W ciągu lat moje ciało produkowało dużo wapnia, który powodował, że kości w stopie rosły. Mówiąc wprost, mój mózg nakazywał palcom, by odrosły, co doprowadziło mnie do tego miejsca, w którym jestem teraz – potrzebna jest operacja, by odciąć kość, ponieważ nie jestem już prawie w stanie chodzić – przyznała Lauren w rozmowie z popularnym, kobiecym magazynem.

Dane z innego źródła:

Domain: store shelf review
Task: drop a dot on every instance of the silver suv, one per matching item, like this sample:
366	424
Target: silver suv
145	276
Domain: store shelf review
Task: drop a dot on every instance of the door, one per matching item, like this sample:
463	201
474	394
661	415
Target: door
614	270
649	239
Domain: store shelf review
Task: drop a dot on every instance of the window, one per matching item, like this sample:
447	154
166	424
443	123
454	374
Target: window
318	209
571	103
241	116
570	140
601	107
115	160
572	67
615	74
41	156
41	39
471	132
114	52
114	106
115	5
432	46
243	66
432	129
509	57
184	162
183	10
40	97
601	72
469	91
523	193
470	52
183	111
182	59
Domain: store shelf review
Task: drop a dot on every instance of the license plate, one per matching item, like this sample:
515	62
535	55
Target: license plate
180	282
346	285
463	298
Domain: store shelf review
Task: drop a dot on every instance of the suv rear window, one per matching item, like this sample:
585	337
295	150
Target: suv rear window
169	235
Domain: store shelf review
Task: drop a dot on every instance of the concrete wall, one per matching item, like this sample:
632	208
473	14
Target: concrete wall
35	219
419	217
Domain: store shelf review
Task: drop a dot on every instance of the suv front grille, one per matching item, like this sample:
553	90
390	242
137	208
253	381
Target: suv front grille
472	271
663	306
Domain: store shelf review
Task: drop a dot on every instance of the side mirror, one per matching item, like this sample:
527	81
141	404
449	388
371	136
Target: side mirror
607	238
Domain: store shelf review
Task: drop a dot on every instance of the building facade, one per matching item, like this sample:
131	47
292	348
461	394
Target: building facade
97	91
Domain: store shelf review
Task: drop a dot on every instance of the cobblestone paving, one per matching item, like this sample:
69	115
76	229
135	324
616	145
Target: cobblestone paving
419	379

Początkowo świat Lauren zawalił się. Dziewczyna była przekonana, że już nigdy nie będzie pracować jako modelka. Bardzo szybko wpadła w sidła depresji. Miała też myśli samobójcze. Z czasem zaakceptowała nową rzeczywistość i zaczęła uprawiać aktywność fizyczną. Po pewnym czasie wróciła też do ukochanego modelingu. Dziś, już jako trzydziestoparoletnia kobieta, wciąż prezentuje ubrania na wybiegach i bierze udział w kampaniach światowych marek. Dodajmy jeszcze, że Lauren z dumą prezentuje swoje złote protezy. Dlaczego właśnie taki odcień? Bo modelka na co dzień lubi nosić biżuterię. Dziewczyna udziela się również aktywnie w social mediach, inspirując innych ludzi do walki o swoje marzenia.